What to expect as teacher in India
Teaching in India brings its own special challenges and its own unique rewards. At first, many teachers are put off by what appears to be very low salaries, but when adjusted for the very low cost of living, it can provide a fantastic lifestyle and savings potential.
Schools can range from somewhat basic to quite glamorous, but those that can afford an international teacher are usually at the upper end of the scale. Teachers considering India must be aware that it is a developing country, and infrastructure outside of the major cities can be hit or miss. But teachers who immerse themselves in this fascinating culture will find children hungry for information who strongly value education as a tool to make their mark on the world stage.
Language: Hindi, English
Population: 1.21 billion
With an astonishing population, the second largest in the world, India is one of those destinations where you are either going to absolutely love it or hate it.
With millions still living a life of poverty in the slums to the rich with their drivers and opulent houses - India really is a country of contrasts, not just with its people but with its landscapes as well.
Surprisingly, people do only think of the millions of people in the major cities of Mumbai and Calcutta, but fail to look further. India is overflowing with beautiful scenery, from white sand beaches, to forests and mountain ranges such as that of the Himalayas. With the very low cost of living in India, travel should be a priority.
India borders China, Nepal, Bhutan, Bangladesh, Pakistan and Myanmar.
Just remember, even if you aren't a fan of either, know a little about your cricket and a bit about the latest Bollywood film, and you will fit right in!
There is one word to describe the climate in India..hot. Temperatures do vary quite a bit due to India's varying geography, but generally speaking it is rare for temperatures to drop below 20 degrees C and temperatures are well above 30 degrees C for a majority of the year. The only real exception to this is the Tibetan plateau where weather is influenced by the Himalayas and its quite often icy weather conditions.

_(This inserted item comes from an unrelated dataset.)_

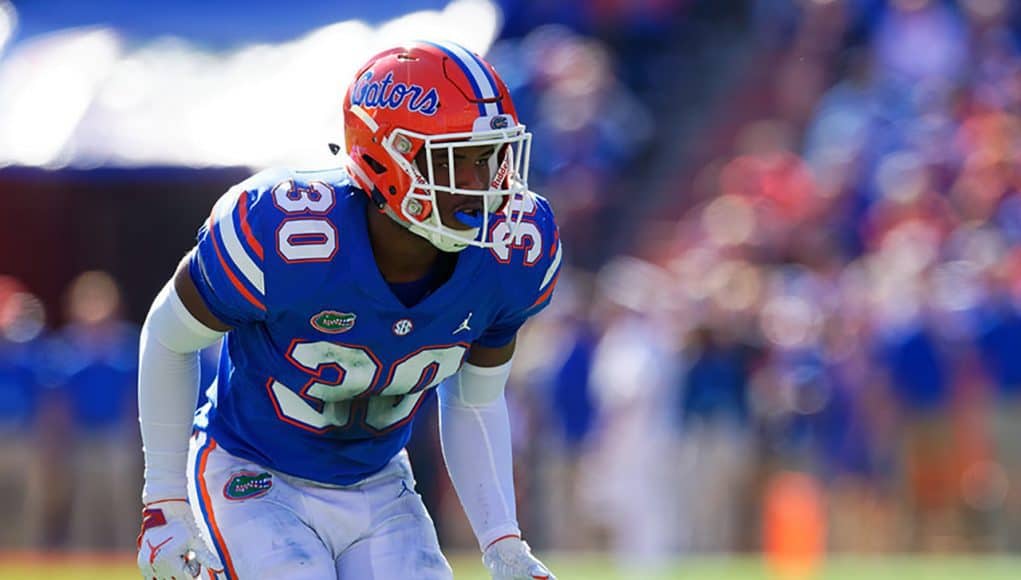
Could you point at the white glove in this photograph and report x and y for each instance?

The options are endless. If you are seeking spiritual enlightenment, there are many temples to visit. You can visit the beaches, deserts or forests. Go on camel safaris, hindu festivals, cruises, live on a houseboat, visit the River Ganges, and of course the Taj Mahal, drink tea in one of the many tea plantations, visit tiger sanctuaries, the list goes on.
Eating and Drinking
It goes without saying, the food in India is mouth watering. However you need to make sure you are ready for the Indian version of spice! It is quite common now for there to be two ratings on restaurant menus - tourist spicy and local spicy charts. Food in India is a vegetarian's delight! The food varies throughout India, with the dishes that most westerners are used to being mainly found in the North of India. In the South you will find milder dishes as different spices are used. The East uses plenty of seafood, making good use of its coastal location. In the West, you will also find seafood, and surprisingly pork, a rare sight in India.
Alcohol legality varies greatly within India, so please ensure you have researched or spoken with a local before openly drinking in public or asking for an alcoholic drink in a restaurant.
As long as you are in no major hurry, and are a bit more relaxed about your leaving time; transport in India is relatively good. Public transport continues to improve in the major cities, especially with the trains. The roads are good in the main cities, however you will find that as soon as you leave them, the condition can deteriorate quite quickly.